Saturday, June 23, 2012

(HERALD) When democracy becomes defiance

When democracy becomes defiance
Wednesday, 20 June 2012 22:49

IN December 2005, CITGO, the Houston-based subsidiary of PDVSA, Venezuela’s state-owned national oil company, flighted a full-page advert in major US newspapers with a screaming header “How Venezuela Is Keeping the Home Fires Burning in Massachusetts.”

The advert was about a programme initiated by Hugo Chavez’s government to sell heating oil at discounted prices to low-income communities in Boston, the South Bronx and other parts of the United States. This was of course an ironic gesture in the strained relations between Washington and Caracas.

The background to this development was an initiative by a group of US senators who decided to send a letter to nine major oil companies requesting them to donate a portion of their record profits to help poor Boston residents to cover their bills. Ironically, the only response came from CITGO, eliciting stinging criticism from US politicians and a legion of commentators who accused Chavez of overlooking the needy people in his homeland Venezuela in pursuit of illicit political ends, sought by cheaply reaching out to desperate US citizens.

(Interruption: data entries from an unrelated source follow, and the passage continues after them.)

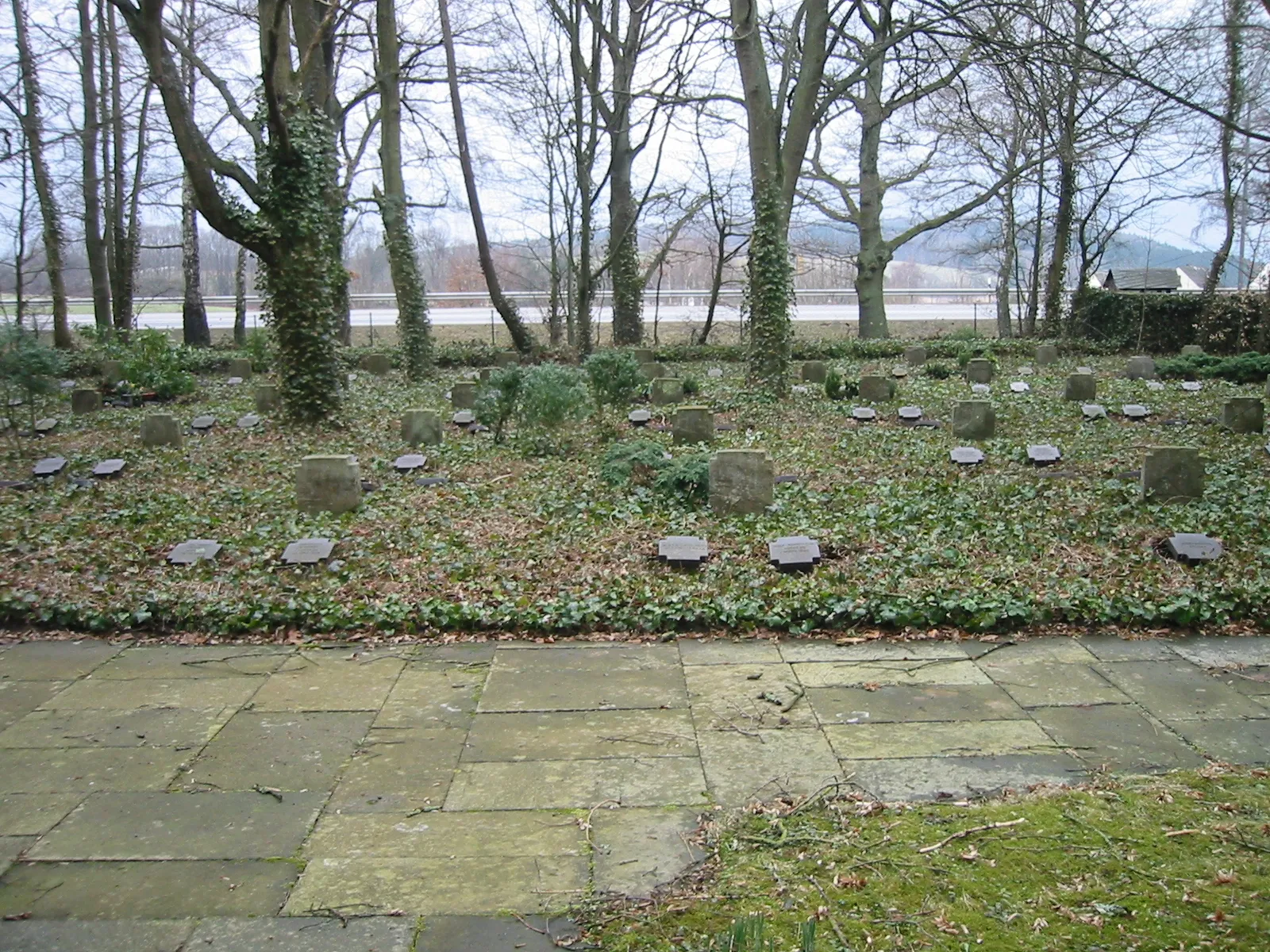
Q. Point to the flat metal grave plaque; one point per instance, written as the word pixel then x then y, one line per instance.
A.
pixel 1193 547
pixel 683 551
pixel 308 551
pixel 48 466
pixel 410 463
pixel 794 554
pixel 194 550
pixel 1043 454
pixel 108 467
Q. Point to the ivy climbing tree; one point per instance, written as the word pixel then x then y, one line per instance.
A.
pixel 296 230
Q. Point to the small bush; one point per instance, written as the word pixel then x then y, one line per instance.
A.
pixel 615 378
pixel 498 400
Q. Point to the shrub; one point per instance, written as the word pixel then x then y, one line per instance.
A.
pixel 552 395
pixel 615 378
pixel 498 400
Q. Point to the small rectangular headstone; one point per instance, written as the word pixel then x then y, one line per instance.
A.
pixel 194 550
pixel 683 551
pixel 794 554
pixel 308 551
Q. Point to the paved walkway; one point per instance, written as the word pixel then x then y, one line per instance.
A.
pixel 178 791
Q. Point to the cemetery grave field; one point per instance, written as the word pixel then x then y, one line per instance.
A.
pixel 531 536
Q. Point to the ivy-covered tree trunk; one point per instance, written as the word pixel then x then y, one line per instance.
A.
pixel 768 294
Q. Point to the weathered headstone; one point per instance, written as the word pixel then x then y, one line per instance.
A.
pixel 794 554
pixel 814 371
pixel 267 397
pixel 1043 454
pixel 1172 475
pixel 979 370
pixel 694 424
pixel 1081 386
pixel 86 401
pixel 1140 368
pixel 741 482
pixel 967 456
pixel 328 484
pixel 975 419
pixel 463 395
pixel 421 428
pixel 308 551
pixel 1193 547
pixel 876 390
pixel 48 466
pixel 667 390
pixel 1244 416
pixel 194 550
pixel 683 551
pixel 410 463
pixel 110 467
pixel 160 431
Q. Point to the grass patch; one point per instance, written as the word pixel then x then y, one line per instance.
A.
pixel 1091 869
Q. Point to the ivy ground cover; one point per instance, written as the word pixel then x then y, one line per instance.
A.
pixel 524 543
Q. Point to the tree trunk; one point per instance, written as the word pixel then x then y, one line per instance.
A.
pixel 413 329
pixel 241 298
pixel 505 306
pixel 94 244
pixel 51 213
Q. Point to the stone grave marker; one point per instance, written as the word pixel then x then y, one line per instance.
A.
pixel 421 428
pixel 683 551
pixel 979 370
pixel 308 551
pixel 1140 368
pixel 1244 416
pixel 1043 454
pixel 48 466
pixel 110 467
pixel 1081 386
pixel 410 463
pixel 975 419
pixel 1193 547
pixel 463 395
pixel 814 371
pixel 1172 475
pixel 914 355
pixel 667 390
pixel 741 482
pixel 194 550
pixel 160 431
pixel 328 484
pixel 267 397
pixel 794 554
pixel 876 389
pixel 694 424
pixel 86 401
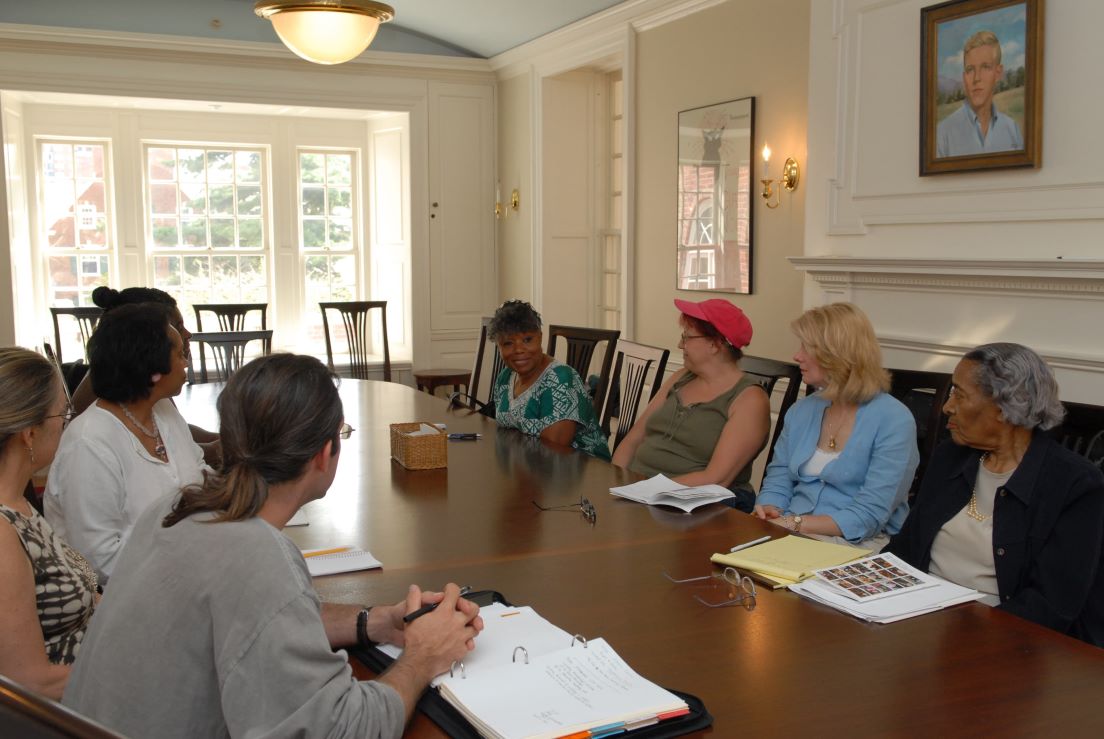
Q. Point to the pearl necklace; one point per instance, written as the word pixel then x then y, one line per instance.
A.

This of course is unlike USAID which runs purely humanitarian programmes across the world, regardless of the fact that there are desperate and needy people in the United States. Even Britain can afford to give Malawians hundreds of millions of pounds in the midst of a crumbling economy back home, a purely humanitarian commitment righteously inspired by the genuine charity of the white man towards a hopeless black population. There is no pursuit of illicit political ends whatsoever in these cases and Lady Banda of Malawi is convinced about this.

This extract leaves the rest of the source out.